Büyük bir heyecanla dinlerken araya girdim “Çoğu seri katil kurbanlarını belli bir yaştan, cinsiyetten seçiyormuş…” sorumu tamamlayamadan babam konuşmasına devam etti.

“Zaten katile yaklaşamamızın sebeplerinden biri de bu, cinayet stilinin dışında uyduğu bir kural yoktu. Kurbanları hep farklı profildendi ve özellikle seçilmiş gibilerdi. Katilimiz cinayetlerine 2008 yılında başladı ve 2012 yılına kadar devam etti…” konuşmasını kesti. Tekrar derin nefes alıp yutkunduktan sonra konuşmaya devam etti “2012 yılında anneni bizden çaldıktan sonra ben kurallara göre hareket etmez oldum. Çıldırmış bir köpek gibi etrafa saldırdım. Yapılan bütün uyarılara rağmen bildiğimi okudum ve rozetimden oldum… Ama o piç kurusunu korkutmayı başarmıştım. Peşinde kurallara uyan bir polis veya yaralı bir eş yoktu; resmen kuduz bir köpek vardı ve onu ısırdığım zaman kurtulamayacağını biliyordu… İki gün öncesine kadar cinayetlerine ara vermişti; tam yedi yıl içindeki canavarı dizginledi”

Konuşmasını bitiremeden telefonu çalmaya başladı.
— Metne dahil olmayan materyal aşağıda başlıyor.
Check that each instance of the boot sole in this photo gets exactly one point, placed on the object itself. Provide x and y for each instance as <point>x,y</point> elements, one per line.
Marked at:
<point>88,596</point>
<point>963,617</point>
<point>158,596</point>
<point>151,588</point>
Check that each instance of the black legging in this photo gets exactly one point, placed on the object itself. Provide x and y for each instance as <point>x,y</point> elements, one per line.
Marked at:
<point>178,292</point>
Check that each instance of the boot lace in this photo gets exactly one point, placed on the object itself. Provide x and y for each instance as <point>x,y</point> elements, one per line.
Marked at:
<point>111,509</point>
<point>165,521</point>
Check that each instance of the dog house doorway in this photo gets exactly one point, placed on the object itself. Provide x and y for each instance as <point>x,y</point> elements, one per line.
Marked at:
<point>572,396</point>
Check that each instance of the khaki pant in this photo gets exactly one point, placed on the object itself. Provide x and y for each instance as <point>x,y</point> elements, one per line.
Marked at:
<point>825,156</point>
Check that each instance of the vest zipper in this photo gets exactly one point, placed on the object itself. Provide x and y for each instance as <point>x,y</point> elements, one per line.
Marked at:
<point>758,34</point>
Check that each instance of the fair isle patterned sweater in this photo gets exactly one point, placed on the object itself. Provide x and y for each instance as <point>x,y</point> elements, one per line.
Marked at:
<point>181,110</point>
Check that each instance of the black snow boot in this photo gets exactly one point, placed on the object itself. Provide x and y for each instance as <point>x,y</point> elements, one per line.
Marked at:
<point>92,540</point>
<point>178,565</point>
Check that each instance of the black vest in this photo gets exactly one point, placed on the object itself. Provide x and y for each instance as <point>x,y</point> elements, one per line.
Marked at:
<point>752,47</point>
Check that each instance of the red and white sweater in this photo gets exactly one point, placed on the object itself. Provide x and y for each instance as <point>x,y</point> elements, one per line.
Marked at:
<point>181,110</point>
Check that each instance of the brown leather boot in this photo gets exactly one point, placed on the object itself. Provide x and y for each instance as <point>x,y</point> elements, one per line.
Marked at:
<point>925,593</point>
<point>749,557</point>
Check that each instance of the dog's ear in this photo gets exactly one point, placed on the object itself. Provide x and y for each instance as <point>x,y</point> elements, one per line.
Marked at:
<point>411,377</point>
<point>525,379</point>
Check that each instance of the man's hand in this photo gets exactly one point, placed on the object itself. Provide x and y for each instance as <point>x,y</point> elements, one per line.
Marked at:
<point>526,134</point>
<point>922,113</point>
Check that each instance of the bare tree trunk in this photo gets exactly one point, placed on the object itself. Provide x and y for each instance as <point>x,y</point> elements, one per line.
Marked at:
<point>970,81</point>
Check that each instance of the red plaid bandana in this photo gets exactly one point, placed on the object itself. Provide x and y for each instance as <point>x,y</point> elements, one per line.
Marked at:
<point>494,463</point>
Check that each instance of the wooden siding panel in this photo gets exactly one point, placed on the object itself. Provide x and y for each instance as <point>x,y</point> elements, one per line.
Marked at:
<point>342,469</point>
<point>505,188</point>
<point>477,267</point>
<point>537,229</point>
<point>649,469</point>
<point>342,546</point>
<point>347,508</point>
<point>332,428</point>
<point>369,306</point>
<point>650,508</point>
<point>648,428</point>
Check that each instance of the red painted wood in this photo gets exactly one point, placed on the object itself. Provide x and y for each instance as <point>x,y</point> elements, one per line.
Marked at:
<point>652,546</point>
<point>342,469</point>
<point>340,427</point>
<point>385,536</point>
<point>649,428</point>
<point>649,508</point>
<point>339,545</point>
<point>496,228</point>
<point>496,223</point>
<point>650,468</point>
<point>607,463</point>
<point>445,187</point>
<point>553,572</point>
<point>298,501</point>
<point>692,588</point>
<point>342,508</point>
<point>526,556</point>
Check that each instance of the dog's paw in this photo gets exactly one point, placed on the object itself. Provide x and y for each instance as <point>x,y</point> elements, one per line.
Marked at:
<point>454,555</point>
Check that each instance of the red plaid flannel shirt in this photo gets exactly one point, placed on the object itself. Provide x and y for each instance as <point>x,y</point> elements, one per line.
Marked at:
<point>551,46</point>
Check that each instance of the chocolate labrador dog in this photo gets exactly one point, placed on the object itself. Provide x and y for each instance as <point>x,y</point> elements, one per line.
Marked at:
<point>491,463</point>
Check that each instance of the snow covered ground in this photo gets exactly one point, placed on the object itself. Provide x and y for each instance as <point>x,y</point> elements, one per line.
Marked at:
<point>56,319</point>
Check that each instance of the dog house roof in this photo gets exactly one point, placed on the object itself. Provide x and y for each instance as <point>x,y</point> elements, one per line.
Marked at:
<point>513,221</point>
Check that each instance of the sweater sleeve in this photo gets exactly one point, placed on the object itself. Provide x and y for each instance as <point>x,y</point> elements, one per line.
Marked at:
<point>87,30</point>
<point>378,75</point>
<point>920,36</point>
**Bölüm IV: Kilitli Oda **
Babam telefonu “Alo… Suphi” diyerek açtı. Yeni bir cinayet mi vardı acaba? Heyecanla babamın yüzünü izliyordum. Babam sadece şaşırma ifadeleri kullanıp teşekkür ediyordu. Yaklaşık 10 dakika konuştuktan sonra “Kardeşim, senin hakkını ödeyemem” diyerek telefonu kapattı. Hemen “Ne olmuş?” diye sordum. Yüzünde belli belirsiz bir gülümseme ile “Seri katil için özel bir ekip kurmuşlar, başında da Suphi varmış. Dosya hakkında bilgim ve tecrübemin olmasından dolayı amirler ile konuşmuş… Ekibe bir nevi danışman olarak katılacağım. Tekrar bir ekiple çalışacağım, eski günlerdeki gibi… Şimdi hemen şubeye gitmem gerekiyor” dedi. Babam adına çok sevinmiştim ama onun bir ekibe dahil olması olayların dışında kalacağım anlamına geliyordu. Babam mutfaktan çıkacağı sırada “Senin adına çok sevindim baba ama ben ne olacağım? Gerçekten yardım etmek istiyorum, en azından annem için” dedim. Babam, ellerini omzuma koydu ve “Oğlum, madem bu kadar isteklisin ve kendini annene borçlu hissediyorsun elimden geleni yapacağım; sana güveniyorum. Yatağım yanındaki ahşap sehpanın çekmecesinin içinde bir anahtar var. Alt katta, misafir tuvaletinin yanındaki kapısı kilitli odanın içinde aradığın her şeyi bulabilirsin” deyip, evden koşar adımlarla çıktı. Koca evde yalnız kalmıştım, yeniden. Babam gittikten yaklaşık 5 dakika sonra onun odasına gittim. Ahşap sehpanın çekmecesini açtım; onca ıvır zıvırın arasında bir tane anahtar buldum.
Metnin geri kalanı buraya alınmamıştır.